By His way of living Jesus did not block the light. Rather, He spread forth the light of God’s grace. It’s what St. Paul in our lesson describes as our role in administering or dispensing the grace of God. To illustrate what this means, years ago, women used old fashioned “atomizers” before the perfection of spray technology. Squeeze a rubber bulb, and droplets come shooting out of the fine holes at the end. A few drops suffice for a whole body; a few pumps change the atmosphere of a room. That’s how grace should work. It doesn’t convert a whole world or society, but it does lighten and brighten the atmosphere. That’s what we are enabled to do as believers.

 

Indeed, if I could summarize the impressions of those in the outsider interviews, it’s that they see our prevailing image to be changed where the perfume atomizer has been changed to a different apparatus to make us moral exterminators. There’s a roach – pump, spray. There’s a spot of evil – pump, spray. Some Christians have become moral exterminators for the evil-infected society around them.

 

I share the same concern for our society – do you? And I believe many of us can fall inadvertently into that exterminator trap and become like the Pharisees who invited Jesus for dinner one night, but they did it for the purpose of dishonoring Him. They failed to extend the courtesy of water for His feet, a kiss of greeting, oil for the head for the refreshing of His body after a day out in the heat. But it was then that a sinful woman, a prostitute, brought an alabaster jar of perfume – and weeping, she wet His feet with her tears.
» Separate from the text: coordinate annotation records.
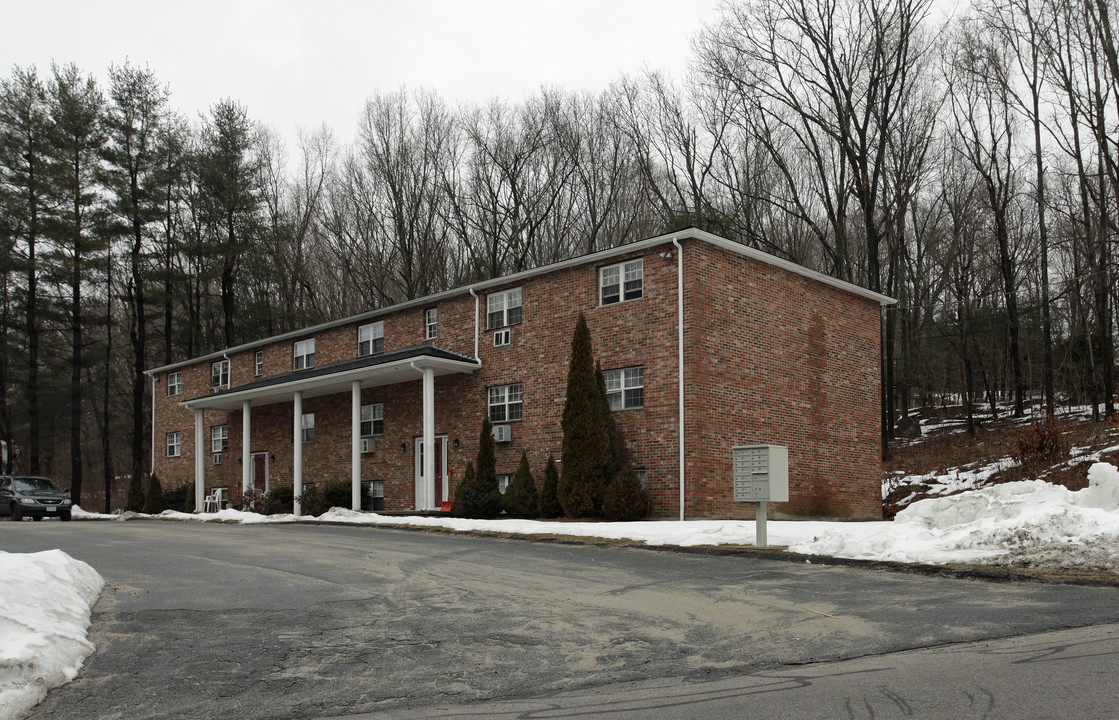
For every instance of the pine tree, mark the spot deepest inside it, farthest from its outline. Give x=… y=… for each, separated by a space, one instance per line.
x=133 y=502
x=520 y=497
x=548 y=502
x=153 y=502
x=581 y=482
x=624 y=499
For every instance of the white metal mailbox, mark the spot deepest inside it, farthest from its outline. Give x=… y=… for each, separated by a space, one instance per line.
x=761 y=473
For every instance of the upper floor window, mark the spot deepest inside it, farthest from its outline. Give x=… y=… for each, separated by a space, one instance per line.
x=370 y=338
x=219 y=438
x=304 y=354
x=373 y=420
x=219 y=374
x=502 y=308
x=624 y=387
x=623 y=281
x=431 y=323
x=505 y=403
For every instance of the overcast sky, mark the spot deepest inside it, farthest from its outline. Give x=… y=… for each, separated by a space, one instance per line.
x=302 y=64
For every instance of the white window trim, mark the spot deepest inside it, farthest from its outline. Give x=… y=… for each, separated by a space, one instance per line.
x=219 y=438
x=303 y=354
x=372 y=413
x=622 y=269
x=504 y=302
x=623 y=381
x=374 y=332
x=222 y=368
x=501 y=394
x=431 y=324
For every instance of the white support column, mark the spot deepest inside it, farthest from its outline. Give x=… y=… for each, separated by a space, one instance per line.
x=356 y=445
x=246 y=446
x=429 y=438
x=199 y=459
x=297 y=452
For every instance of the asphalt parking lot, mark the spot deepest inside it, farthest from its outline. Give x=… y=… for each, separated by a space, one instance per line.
x=312 y=622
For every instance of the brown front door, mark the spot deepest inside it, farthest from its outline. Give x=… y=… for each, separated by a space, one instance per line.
x=260 y=471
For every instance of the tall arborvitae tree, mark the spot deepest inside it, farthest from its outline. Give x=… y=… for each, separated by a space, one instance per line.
x=135 y=110
x=76 y=106
x=520 y=497
x=581 y=482
x=24 y=158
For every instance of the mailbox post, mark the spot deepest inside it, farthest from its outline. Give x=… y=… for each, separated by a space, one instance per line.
x=761 y=475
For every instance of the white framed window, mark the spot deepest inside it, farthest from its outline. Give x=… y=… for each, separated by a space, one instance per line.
x=303 y=353
x=219 y=438
x=623 y=281
x=431 y=323
x=624 y=387
x=370 y=339
x=502 y=308
x=505 y=403
x=373 y=420
x=219 y=374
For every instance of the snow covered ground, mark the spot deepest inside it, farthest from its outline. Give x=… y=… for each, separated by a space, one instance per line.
x=45 y=602
x=1026 y=523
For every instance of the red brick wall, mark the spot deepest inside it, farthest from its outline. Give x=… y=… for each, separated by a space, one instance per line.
x=808 y=409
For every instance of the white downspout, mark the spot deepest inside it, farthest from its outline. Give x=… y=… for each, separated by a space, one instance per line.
x=679 y=355
x=475 y=295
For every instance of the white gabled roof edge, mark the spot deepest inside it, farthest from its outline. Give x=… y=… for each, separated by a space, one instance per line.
x=602 y=254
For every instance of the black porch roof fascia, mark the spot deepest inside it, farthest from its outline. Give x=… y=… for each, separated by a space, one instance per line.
x=358 y=363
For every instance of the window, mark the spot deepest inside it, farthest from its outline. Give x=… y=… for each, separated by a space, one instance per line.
x=370 y=339
x=431 y=323
x=219 y=438
x=219 y=374
x=505 y=403
x=623 y=281
x=624 y=387
x=502 y=308
x=304 y=354
x=174 y=445
x=373 y=420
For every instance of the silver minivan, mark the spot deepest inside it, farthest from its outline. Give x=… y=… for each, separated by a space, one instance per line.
x=33 y=496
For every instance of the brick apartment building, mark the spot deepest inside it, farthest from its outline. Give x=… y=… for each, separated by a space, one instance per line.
x=771 y=353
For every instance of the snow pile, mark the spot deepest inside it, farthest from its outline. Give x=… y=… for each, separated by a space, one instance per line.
x=1027 y=523
x=45 y=604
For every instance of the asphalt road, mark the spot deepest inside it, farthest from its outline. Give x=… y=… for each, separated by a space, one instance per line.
x=317 y=622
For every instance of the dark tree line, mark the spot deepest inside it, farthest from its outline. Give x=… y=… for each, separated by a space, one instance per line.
x=967 y=167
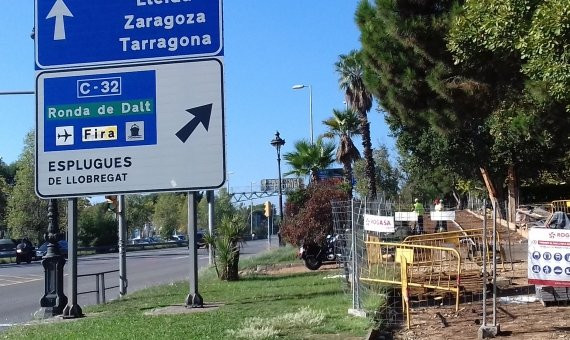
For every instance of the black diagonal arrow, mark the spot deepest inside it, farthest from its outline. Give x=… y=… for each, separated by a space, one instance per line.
x=202 y=115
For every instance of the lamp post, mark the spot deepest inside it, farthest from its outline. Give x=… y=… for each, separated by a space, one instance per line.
x=228 y=180
x=251 y=212
x=54 y=300
x=298 y=87
x=277 y=142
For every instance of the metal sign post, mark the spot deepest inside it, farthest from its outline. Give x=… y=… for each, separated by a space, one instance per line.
x=210 y=197
x=194 y=299
x=72 y=310
x=123 y=281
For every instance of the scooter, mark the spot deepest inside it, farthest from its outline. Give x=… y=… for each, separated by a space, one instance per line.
x=314 y=255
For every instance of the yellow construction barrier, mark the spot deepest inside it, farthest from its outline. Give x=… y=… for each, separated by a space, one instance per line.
x=468 y=243
x=412 y=266
x=561 y=205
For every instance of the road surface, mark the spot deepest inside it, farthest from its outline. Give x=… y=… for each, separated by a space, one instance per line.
x=22 y=286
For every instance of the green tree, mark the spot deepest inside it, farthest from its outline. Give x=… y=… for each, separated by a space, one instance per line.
x=226 y=245
x=4 y=194
x=27 y=214
x=351 y=72
x=519 y=50
x=343 y=125
x=139 y=211
x=308 y=159
x=7 y=171
x=167 y=214
x=387 y=176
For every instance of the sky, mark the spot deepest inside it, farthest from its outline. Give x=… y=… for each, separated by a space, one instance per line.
x=269 y=46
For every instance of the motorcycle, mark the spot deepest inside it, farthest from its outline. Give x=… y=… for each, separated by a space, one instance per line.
x=314 y=255
x=24 y=252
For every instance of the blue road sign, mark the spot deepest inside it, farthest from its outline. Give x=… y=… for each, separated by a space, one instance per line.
x=99 y=111
x=71 y=33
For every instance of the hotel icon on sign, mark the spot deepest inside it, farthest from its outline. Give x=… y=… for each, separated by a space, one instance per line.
x=135 y=131
x=64 y=135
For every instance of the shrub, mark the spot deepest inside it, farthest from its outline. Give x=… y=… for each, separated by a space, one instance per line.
x=309 y=216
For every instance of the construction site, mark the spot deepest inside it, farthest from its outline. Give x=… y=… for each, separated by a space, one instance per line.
x=466 y=276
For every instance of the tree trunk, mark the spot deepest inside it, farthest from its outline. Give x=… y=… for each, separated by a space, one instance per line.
x=233 y=265
x=367 y=146
x=491 y=190
x=348 y=176
x=457 y=200
x=512 y=193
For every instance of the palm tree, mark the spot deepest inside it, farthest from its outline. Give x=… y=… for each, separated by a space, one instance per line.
x=344 y=124
x=308 y=159
x=351 y=73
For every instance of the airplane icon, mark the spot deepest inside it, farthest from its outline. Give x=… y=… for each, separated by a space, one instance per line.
x=64 y=135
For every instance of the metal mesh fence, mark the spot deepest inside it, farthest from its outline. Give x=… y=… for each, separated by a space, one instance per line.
x=477 y=269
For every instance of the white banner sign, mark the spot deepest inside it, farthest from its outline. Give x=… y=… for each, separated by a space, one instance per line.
x=406 y=216
x=380 y=224
x=442 y=215
x=549 y=257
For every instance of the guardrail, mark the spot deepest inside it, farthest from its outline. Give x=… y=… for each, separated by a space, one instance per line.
x=100 y=286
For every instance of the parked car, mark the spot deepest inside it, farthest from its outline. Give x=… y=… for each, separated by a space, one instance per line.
x=182 y=239
x=42 y=250
x=7 y=248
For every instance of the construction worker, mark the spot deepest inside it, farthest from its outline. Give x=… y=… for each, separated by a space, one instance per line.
x=419 y=209
x=441 y=225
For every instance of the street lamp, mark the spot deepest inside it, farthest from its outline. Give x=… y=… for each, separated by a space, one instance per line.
x=228 y=180
x=298 y=87
x=251 y=212
x=277 y=142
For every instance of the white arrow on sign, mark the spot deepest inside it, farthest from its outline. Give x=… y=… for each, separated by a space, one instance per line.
x=58 y=11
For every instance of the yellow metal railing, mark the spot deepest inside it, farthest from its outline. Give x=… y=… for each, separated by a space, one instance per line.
x=427 y=267
x=561 y=205
x=468 y=243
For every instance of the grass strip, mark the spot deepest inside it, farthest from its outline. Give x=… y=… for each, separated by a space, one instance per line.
x=283 y=306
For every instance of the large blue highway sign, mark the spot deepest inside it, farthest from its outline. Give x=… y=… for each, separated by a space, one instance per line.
x=76 y=33
x=126 y=129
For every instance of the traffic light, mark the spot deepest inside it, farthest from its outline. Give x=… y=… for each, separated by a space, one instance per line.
x=112 y=202
x=267 y=209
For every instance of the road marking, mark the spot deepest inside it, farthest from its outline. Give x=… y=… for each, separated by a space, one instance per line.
x=187 y=256
x=10 y=280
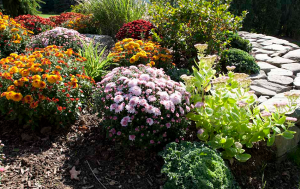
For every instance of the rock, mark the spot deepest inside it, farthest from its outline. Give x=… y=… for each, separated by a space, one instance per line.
x=266 y=67
x=280 y=71
x=279 y=60
x=284 y=80
x=294 y=55
x=294 y=67
x=260 y=75
x=271 y=86
x=297 y=82
x=46 y=130
x=286 y=145
x=262 y=91
x=104 y=40
x=262 y=57
x=276 y=47
x=26 y=137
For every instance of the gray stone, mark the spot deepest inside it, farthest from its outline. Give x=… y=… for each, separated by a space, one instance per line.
x=286 y=145
x=280 y=71
x=271 y=86
x=262 y=57
x=262 y=91
x=262 y=51
x=260 y=75
x=294 y=55
x=294 y=67
x=284 y=80
x=276 y=47
x=279 y=60
x=266 y=67
x=104 y=40
x=297 y=82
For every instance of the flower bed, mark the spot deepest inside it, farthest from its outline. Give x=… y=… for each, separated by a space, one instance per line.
x=49 y=84
x=67 y=38
x=35 y=23
x=133 y=52
x=141 y=104
x=13 y=36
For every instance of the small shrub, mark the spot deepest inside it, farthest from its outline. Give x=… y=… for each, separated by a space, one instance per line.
x=58 y=36
x=138 y=29
x=244 y=62
x=133 y=52
x=82 y=24
x=186 y=23
x=64 y=17
x=45 y=85
x=13 y=37
x=141 y=106
x=34 y=23
x=195 y=166
x=176 y=73
x=238 y=42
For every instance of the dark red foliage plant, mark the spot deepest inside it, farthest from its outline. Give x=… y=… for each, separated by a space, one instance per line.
x=35 y=23
x=138 y=29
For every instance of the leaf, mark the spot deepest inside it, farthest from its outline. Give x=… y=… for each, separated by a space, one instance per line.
x=288 y=135
x=271 y=140
x=242 y=157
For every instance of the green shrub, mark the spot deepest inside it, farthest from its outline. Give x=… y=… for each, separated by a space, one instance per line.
x=191 y=22
x=176 y=73
x=243 y=61
x=238 y=42
x=195 y=166
x=112 y=14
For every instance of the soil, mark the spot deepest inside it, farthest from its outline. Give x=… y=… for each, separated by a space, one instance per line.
x=44 y=158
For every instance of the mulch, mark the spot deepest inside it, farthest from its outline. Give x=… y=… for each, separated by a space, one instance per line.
x=43 y=159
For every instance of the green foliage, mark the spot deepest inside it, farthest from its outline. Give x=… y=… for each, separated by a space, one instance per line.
x=112 y=14
x=190 y=22
x=228 y=118
x=273 y=17
x=243 y=61
x=195 y=166
x=175 y=73
x=238 y=42
x=96 y=64
x=19 y=7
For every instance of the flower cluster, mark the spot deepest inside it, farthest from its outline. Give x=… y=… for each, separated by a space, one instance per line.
x=13 y=36
x=138 y=29
x=48 y=84
x=143 y=105
x=132 y=51
x=64 y=17
x=58 y=36
x=82 y=24
x=35 y=23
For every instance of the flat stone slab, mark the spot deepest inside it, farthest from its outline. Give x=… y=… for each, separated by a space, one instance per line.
x=266 y=67
x=271 y=86
x=262 y=57
x=276 y=47
x=279 y=60
x=260 y=75
x=283 y=80
x=262 y=91
x=294 y=55
x=280 y=71
x=294 y=67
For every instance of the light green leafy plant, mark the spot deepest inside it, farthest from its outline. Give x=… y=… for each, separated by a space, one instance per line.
x=96 y=64
x=228 y=118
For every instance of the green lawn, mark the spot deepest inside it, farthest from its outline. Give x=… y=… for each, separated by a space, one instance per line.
x=46 y=15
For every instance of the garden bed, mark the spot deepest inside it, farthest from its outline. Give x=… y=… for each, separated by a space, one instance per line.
x=44 y=161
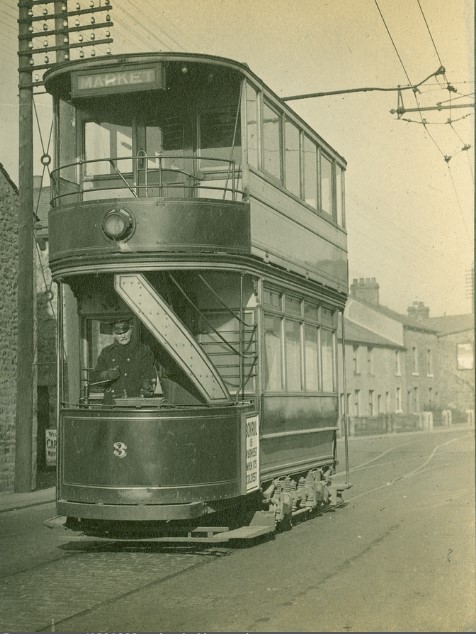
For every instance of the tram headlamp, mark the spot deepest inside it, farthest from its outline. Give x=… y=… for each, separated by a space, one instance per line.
x=118 y=224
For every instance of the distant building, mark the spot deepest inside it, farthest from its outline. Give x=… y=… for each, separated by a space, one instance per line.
x=405 y=363
x=456 y=360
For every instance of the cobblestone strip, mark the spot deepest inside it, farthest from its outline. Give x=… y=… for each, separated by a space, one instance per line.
x=32 y=600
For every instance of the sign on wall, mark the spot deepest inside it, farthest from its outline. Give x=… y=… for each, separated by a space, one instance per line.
x=50 y=447
x=252 y=453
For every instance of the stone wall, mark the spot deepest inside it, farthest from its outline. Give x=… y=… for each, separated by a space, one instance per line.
x=8 y=327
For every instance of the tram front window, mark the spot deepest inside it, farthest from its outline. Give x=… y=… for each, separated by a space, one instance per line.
x=104 y=141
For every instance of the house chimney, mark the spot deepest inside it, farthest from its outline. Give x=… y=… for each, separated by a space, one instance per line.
x=418 y=311
x=365 y=289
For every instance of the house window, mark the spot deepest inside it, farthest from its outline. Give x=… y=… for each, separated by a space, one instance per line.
x=464 y=356
x=371 y=403
x=429 y=363
x=357 y=402
x=370 y=360
x=414 y=360
x=355 y=359
x=398 y=367
x=398 y=399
Then she wiped them with her hair. Kissed them and poured perfume on them. Of course, the Pharisees were offended – she’s a prostitute and upset when Jesus forgives her. But then He says that little parable of two men owing a money lender. One 500 denarii, the other 50 – who could not repay. But he cancelled the debt of both. Then Jesus asked: Who would love him more? To me this is the heart of the Gospel – our recognition of God’s forgiving our huge debt of sins of thought, word, and deed – and out of pure grace. That’s the perfume of grace we can also extend to others. Observers tell us that we talk about grace, but we live under the law in our demands on ourselves and on other people. So, for you and me it’s learning to understand God’s full forgiveness through Jesus’ sacrifice for our sins. It’s receiving God’s unconditional grace and giving out that unconditional love, forgiveness and grace to other people. It’s the difference in the quality of our lives from darkness to light, and may this church be a staging ground for the release of Christ’s grace and power into people’s lives as we let our light shine out!